For a larger project, I'm currently in the process of writing a Stanford polygon file (PLY) parser. The example at Github Gists is currently capable of parsing ASCII-format PLY files into a data abstraction
Mesh. It also contains a description of the actual grammar, for those inclined.
However the format definition (PLY - Polygon File Format) also includes two binary formats (little and big endian). Since those two formats are much more common (and storage-space efficient), I would like to be able to parse those files with
pyparsing as well.
I'm grateful for some advice on how to do that, if at all possible.
The idea of the binary PLY files is that, the header portion consists of an ASCII description of the actual data of the file, and the body contains the actual data.

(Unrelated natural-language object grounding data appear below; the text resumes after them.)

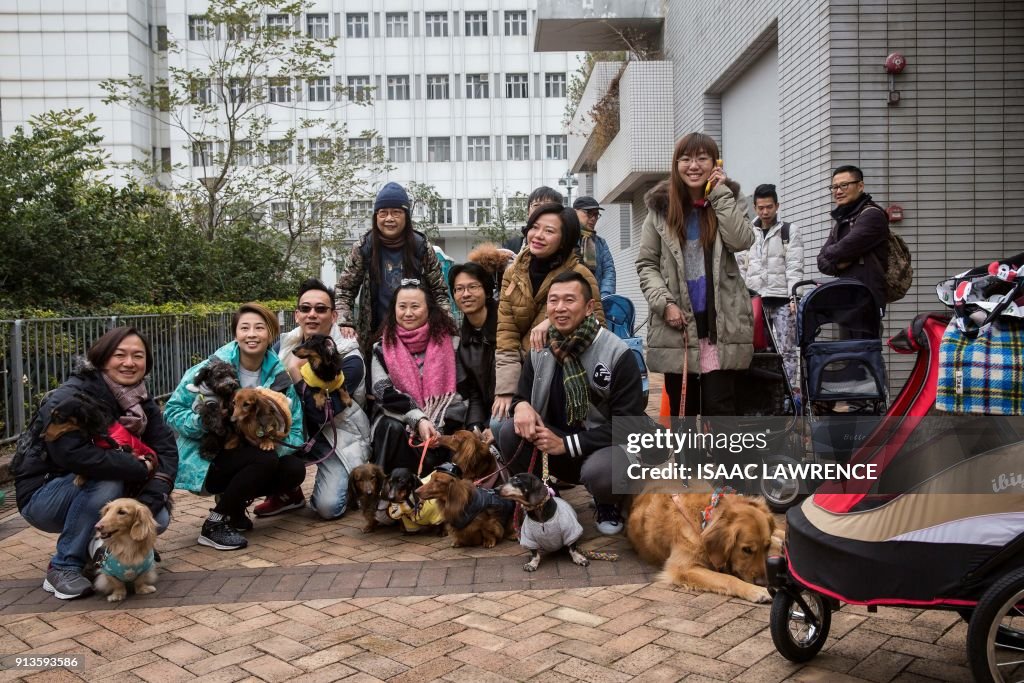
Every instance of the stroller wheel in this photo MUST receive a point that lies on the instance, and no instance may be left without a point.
(995, 636)
(800, 624)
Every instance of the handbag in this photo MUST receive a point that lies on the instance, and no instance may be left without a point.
(981, 372)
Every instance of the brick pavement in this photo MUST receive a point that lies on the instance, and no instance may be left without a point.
(321, 601)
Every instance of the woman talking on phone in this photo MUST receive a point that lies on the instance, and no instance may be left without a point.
(698, 301)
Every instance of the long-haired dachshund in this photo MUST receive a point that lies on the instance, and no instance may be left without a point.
(365, 486)
(474, 516)
(472, 456)
(323, 370)
(215, 384)
(261, 416)
(129, 535)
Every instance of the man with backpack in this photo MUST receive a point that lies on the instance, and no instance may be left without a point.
(771, 266)
(858, 244)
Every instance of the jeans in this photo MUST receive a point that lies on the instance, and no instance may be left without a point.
(331, 488)
(60, 507)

An example (data in brackets are hex bytes):
ply format binary_little_endian 1.0 element vertex 1 property float x property float y property float z property uchar red property uchar green property uchar blue property uchar alpha end_header [84 72 F1 C1 D8 FD 9F C1 00 00 00 00 3B 45 CB FF]

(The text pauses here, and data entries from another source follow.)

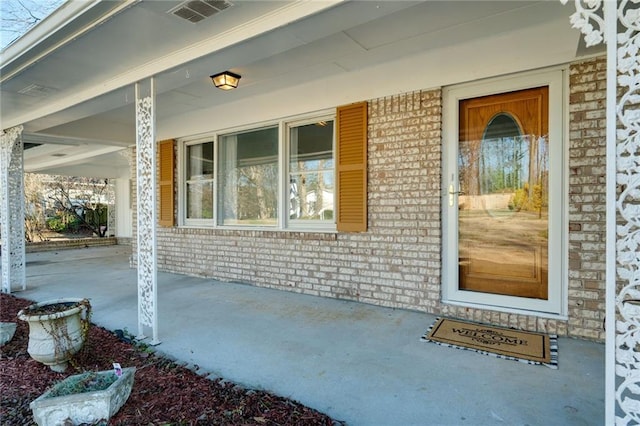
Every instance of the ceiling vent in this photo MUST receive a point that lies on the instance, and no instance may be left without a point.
(198, 10)
(37, 91)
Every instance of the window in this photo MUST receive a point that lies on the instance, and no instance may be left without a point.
(248, 178)
(199, 176)
(311, 172)
(283, 175)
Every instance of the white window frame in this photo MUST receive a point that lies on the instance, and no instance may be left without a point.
(296, 224)
(283, 222)
(182, 180)
(557, 304)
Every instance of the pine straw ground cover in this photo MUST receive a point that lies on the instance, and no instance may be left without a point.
(163, 393)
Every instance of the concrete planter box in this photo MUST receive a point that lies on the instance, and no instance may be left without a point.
(58, 334)
(7, 329)
(80, 408)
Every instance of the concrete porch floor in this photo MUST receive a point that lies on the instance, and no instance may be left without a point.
(358, 363)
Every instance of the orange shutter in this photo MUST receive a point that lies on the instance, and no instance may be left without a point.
(351, 170)
(165, 182)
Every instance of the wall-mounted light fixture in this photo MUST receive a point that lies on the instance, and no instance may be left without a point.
(225, 80)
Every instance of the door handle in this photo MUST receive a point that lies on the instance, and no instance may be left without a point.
(453, 192)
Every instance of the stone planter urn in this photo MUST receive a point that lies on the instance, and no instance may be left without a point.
(7, 330)
(57, 330)
(78, 400)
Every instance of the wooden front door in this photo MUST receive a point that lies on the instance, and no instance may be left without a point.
(503, 199)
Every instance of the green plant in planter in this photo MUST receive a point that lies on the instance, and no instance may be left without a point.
(86, 398)
(86, 382)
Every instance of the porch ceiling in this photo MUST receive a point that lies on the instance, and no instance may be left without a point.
(73, 91)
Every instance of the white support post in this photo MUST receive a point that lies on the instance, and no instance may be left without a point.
(610, 17)
(146, 209)
(623, 278)
(12, 210)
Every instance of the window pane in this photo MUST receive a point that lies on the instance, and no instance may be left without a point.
(311, 176)
(248, 178)
(200, 181)
(200, 200)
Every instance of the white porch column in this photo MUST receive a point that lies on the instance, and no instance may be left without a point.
(146, 190)
(12, 210)
(620, 28)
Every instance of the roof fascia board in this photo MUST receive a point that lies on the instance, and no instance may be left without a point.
(72, 159)
(285, 15)
(54, 23)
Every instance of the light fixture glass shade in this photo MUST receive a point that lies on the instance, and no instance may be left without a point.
(225, 80)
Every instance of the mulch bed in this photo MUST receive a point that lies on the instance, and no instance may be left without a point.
(163, 392)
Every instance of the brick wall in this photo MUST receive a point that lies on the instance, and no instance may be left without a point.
(587, 198)
(397, 262)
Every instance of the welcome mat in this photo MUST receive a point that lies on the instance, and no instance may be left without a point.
(507, 343)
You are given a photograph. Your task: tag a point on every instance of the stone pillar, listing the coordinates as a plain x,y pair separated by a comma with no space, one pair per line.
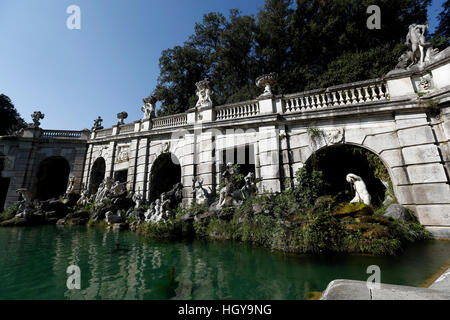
142,166
269,164
109,170
132,156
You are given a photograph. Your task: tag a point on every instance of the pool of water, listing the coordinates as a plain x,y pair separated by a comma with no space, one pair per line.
34,261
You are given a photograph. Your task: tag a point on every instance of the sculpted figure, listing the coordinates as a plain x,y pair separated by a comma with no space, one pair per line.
70,184
249,187
361,193
84,199
149,107
36,116
202,196
97,124
137,198
203,93
225,193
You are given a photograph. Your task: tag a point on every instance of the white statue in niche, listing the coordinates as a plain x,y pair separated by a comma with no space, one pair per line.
361,193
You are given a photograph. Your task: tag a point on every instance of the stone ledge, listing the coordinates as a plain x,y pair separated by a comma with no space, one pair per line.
442,233
357,290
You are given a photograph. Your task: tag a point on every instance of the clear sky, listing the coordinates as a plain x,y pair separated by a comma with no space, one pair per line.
106,67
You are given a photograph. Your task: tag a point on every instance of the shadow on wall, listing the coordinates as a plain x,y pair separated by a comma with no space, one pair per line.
51,178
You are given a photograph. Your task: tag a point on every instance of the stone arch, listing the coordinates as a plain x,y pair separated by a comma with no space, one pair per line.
4,183
97,175
164,174
338,160
51,178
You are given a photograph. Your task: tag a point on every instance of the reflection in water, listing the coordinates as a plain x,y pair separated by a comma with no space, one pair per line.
33,264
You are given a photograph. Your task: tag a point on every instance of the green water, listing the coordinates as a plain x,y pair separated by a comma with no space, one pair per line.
33,264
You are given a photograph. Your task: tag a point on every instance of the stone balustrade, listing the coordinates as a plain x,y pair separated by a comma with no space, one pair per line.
337,96
71,134
170,121
126,128
357,93
237,110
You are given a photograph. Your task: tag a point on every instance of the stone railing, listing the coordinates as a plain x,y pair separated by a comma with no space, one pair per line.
337,96
170,121
68,134
127,128
237,110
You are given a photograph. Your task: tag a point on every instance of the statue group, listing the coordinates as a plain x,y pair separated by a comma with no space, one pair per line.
420,52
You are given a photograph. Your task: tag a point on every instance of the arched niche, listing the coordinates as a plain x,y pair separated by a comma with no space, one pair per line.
51,178
336,161
164,174
97,174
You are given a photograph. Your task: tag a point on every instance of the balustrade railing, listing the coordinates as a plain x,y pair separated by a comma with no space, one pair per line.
170,121
337,96
61,134
237,110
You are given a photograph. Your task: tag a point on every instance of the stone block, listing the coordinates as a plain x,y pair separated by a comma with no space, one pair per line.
381,142
400,87
415,136
392,158
270,172
421,154
400,176
426,173
404,194
434,215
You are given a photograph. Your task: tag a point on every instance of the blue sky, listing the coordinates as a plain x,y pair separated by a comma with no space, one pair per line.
106,67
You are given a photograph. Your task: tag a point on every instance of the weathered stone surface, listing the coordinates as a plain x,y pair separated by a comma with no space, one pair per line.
398,212
426,173
434,215
415,136
358,290
421,154
439,232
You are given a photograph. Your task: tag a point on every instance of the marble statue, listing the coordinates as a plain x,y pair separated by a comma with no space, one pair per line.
203,93
202,196
249,187
97,124
84,199
36,116
150,213
419,51
149,107
361,193
70,185
121,116
266,81
138,198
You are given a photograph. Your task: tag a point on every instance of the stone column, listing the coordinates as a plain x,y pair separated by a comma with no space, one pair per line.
269,164
142,166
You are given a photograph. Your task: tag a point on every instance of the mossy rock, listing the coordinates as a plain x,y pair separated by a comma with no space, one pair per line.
352,210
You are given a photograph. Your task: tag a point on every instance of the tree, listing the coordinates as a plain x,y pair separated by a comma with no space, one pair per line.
309,43
10,119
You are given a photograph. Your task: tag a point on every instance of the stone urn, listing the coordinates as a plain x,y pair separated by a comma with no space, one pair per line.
266,82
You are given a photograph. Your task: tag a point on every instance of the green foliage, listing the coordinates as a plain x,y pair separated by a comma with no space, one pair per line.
322,233
9,213
311,43
308,187
10,119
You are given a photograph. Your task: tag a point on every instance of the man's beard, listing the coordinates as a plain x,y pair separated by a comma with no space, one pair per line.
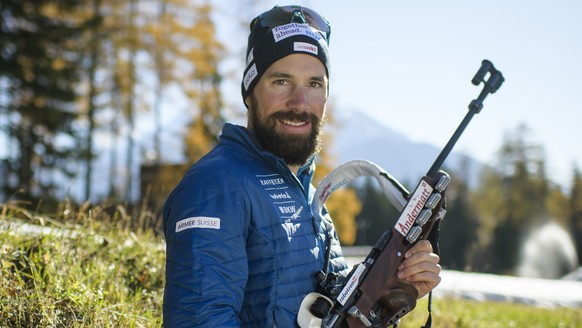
295,149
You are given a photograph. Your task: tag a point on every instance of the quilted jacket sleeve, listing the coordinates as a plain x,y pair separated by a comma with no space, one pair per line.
206,264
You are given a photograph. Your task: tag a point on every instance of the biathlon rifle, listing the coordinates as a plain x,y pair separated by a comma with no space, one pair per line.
372,295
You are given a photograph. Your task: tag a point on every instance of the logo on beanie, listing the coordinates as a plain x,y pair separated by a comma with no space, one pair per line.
305,47
285,31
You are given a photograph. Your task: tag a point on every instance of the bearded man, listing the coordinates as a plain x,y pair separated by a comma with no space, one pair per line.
242,244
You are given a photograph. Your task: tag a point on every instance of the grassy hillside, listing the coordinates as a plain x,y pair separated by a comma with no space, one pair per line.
91,270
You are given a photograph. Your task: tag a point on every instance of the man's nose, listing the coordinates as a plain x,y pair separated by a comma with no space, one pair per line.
298,99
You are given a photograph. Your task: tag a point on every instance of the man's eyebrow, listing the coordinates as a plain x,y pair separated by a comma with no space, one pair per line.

My first approach was to just load the input file in binary format (using
bytes instead of
str), and adapt the parser accordingly, but this somehow throws
pyparsing off track. Also, I don't really know how to tell
pyparsing how to grok byte groups.
File "components.py", line 338, in create mesh = PlyParser.create().load(mesh_path) File "model_parser.py", line 120, in create property_position = aggregate_property("position", b"x", b"y", b"z") File "model_parser.py", line 113, in aggregate_property aggregates.append(pp.Group(property_simple_prefix + keyword_or(*keywords)("name"))) File "model_parser.py", line 87, in keyword_or return pp.Or(pp.CaselessKeyword(literal) for literal in keywords) File "pyparsing.py", line 3418, in __init__ super(Or,self).__init__(exprs, savelist) File "pyparsing.py", line 3222, in __init__ exprs = list(exprs) File "model_parser.py", line 87, in <genexpr> return pp.Or(pp.CaselessKeyword(literal) for literal in keywords) File "pyparsing.py", line 2496, in __init__ super(CaselessKeyword,self).__init__( matchString, identChars, caseless=True ) File "pyparsing.py", line 2422, in __init__ self.matchLen = len(matchString) TypeError: object of type 'int' has no len()

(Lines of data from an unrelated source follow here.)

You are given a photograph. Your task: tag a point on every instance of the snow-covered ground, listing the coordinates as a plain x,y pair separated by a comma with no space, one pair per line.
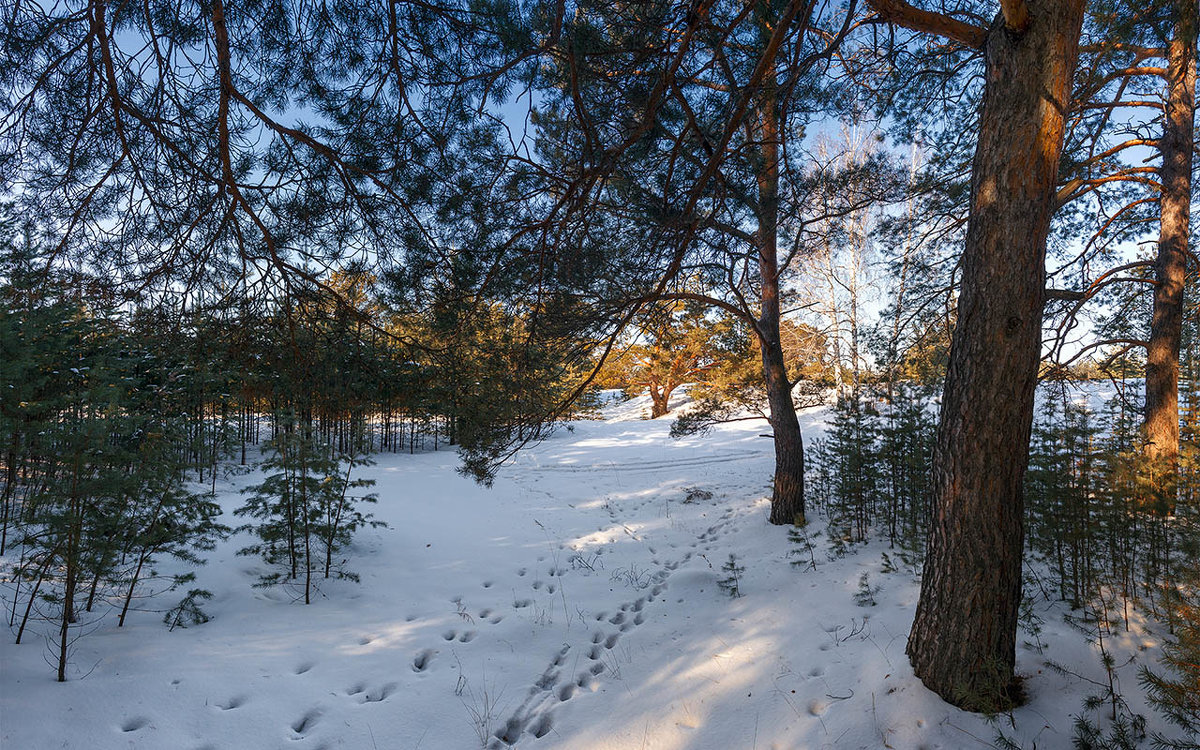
574,605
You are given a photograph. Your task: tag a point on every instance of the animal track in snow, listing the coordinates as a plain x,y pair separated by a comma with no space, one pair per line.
421,661
376,696
303,725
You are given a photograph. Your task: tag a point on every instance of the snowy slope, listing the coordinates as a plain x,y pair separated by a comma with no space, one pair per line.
574,605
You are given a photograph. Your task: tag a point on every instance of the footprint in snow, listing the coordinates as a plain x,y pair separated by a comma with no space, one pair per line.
237,701
303,725
421,661
376,696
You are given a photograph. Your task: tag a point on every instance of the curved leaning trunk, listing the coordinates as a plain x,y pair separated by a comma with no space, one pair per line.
1170,269
964,639
787,490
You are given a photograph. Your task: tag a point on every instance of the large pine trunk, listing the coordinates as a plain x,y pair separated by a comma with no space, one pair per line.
787,490
964,639
1167,324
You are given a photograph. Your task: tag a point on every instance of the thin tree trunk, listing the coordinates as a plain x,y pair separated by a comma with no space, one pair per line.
1167,324
964,639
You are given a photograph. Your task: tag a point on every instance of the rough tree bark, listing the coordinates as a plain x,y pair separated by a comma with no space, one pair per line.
1167,323
964,637
787,491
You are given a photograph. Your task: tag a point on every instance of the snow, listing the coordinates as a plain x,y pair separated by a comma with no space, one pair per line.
573,605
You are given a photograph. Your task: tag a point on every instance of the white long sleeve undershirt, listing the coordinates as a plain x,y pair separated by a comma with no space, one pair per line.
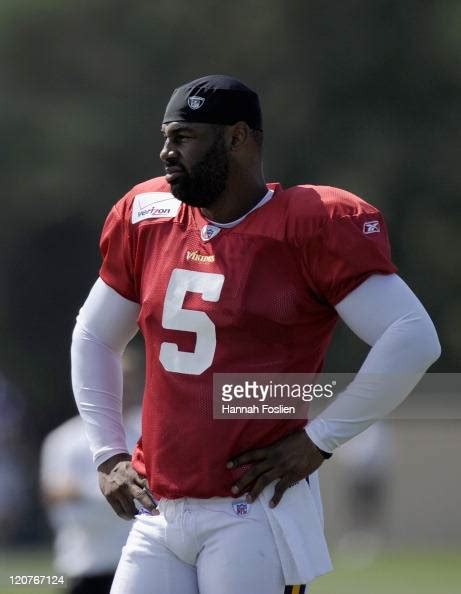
382,311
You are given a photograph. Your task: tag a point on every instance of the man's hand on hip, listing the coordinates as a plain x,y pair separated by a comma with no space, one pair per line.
290,460
121,485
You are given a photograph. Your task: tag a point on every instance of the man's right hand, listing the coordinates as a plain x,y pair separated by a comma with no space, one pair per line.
121,485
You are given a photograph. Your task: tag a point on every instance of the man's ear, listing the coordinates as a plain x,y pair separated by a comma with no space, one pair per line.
239,134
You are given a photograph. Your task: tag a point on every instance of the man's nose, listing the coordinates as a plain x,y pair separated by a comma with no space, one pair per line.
168,152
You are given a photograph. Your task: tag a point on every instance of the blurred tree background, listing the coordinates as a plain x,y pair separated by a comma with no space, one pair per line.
361,95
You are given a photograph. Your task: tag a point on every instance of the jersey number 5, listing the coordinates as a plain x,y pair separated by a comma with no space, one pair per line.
209,285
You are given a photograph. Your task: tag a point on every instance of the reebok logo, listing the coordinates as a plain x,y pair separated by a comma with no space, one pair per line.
371,227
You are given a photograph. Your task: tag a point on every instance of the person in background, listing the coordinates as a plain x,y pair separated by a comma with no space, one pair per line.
88,536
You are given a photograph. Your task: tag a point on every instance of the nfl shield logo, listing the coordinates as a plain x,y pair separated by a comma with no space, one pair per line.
241,508
209,231
195,102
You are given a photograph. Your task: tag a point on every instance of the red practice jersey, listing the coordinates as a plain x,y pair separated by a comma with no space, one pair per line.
255,298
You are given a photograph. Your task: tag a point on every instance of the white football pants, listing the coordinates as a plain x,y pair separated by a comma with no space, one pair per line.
201,546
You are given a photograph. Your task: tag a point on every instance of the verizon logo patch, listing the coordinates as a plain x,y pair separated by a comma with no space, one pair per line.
371,227
154,205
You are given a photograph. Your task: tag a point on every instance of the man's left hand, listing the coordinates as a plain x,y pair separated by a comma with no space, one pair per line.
290,459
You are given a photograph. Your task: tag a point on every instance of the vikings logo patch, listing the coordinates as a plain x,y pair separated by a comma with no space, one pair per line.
209,231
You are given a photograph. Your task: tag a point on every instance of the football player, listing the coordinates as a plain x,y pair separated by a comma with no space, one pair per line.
223,272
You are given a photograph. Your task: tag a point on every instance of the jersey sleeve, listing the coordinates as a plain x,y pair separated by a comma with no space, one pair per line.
117,269
347,251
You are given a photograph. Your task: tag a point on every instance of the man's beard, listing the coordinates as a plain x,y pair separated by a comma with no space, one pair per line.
207,179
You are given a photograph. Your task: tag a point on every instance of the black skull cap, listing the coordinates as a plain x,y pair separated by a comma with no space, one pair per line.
214,99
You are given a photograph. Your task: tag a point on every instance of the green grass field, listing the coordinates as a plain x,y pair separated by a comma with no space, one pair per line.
403,572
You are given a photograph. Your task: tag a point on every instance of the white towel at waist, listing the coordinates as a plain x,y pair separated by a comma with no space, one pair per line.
297,526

What you might want to try is to open the file as text, use pyparsing to parse the header and capture the end position of the "end header" token. Use the structure information extracted from the header to build a Python struct reader that will process the binary content. Then reopen the file as binary, seek to the position, and use the struct reader to load the binary content. Probably simpler than twisting pyparsing to be both text and binary.